The plaintiff claims that the ordinance is void because it violates the express provisions of R. S. 14-1701 requiring its approval by a majority of the voters of the city, and also because any ordinance initiated by petition and passed by the city commissioners in accordance with the provisions of chapter 104 of the Laws of 1927 is subject to the restrictions of R. S. 14-1802, whereby upon a proper petition within ten days the ordinance is suspended from going into operation until submitted to a vote of the electors of the city.

This ordinance was initiated by a petition of at least 40 per cent of the electors of the city and passed by the city commissioners the same day the petition was presented. Seven days thereafter a petition signed by more than 25 per cent of the voters of the city was presented protesting against the passage of the ordinance and requesting that it be submitted to the voters of the city for approval or rejection under the provision of R. S. 14-1802. The commissioners granted the request and called a special election for September 3, 1929, at which time the ordinance was defeated by a vote of 1,333 to 967. There is no question here as to canvass of the vote or the requisite number of legal signers to either of the petitions.

The only questions involved are: (1) Is the franchise ordinance void because it is in violation of the provisions of R. S. 14-1701? and (2) Is an ordinance initiated by petition and passed by the commissioners under R. S. 14-1801 restricted by the provisions of R. S. 14-1802?

Defendant contends that chapter 104 of the Laws of 1927 is complete in itself and provides for the initiation of an ordinance by a petition signed by at least 40 per cent of the voters, which is only 10 per cent short of a majority of the electors, and when presented can be either passed by the commissioners or submitted to the voters at a general or special election, and is just as binding when passed by the commissioners as it would be if carried at an [594]*594election. It is further urged that chapter 104 is a later enactment than R. S. 14-1701 and impliedly dispenses with the requirements of the older statute when it provides, as it does, for the passage of “any proposed ordinance” either of the two ways when initiated by such a petition.

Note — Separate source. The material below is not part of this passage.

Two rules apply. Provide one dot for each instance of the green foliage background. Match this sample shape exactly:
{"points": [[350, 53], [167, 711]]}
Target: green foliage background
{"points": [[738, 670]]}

Defendant calls our attention to the case of Duggan v. Emporia, 84 Kan. 429, 114 Pac. 235, and the reference in the opinion to the two- methods of passing ordinances as provided in the act, of which chapter 104 is an amendment. That was an action to enjoin the calling and holding of an election under this section. The record in that case shows there was no attempt whatever by the city commissioners to pass the ordinance, but they took the other alternative under the statute and called an election, so that decision cannot be regarded as authority for the commissioners to pass a franchise ordinance without a vote of the people. Another case cited for the same purpose is State, ex rel., v. Electric Power Co., 116 Kan. 70, 226 Pac. 254, where a franchise ordinance was upheld that was passed by the city' commissioners under another franchise statute, viz., R. S. 12-824, which provided:

“That such franchise shall not be granted until notice of the proposition to grant the same has been given for twenty days by publication-in some newspaper in general circulation in such city, and if within said twenty days 10 per cent of the legal electors petition such city authorities to’ submit the same to a vote of the electors of the city, such city authorities shall submit said franchise proposition to a vote of the people before such franchise be granted and be governed by result of such vote.”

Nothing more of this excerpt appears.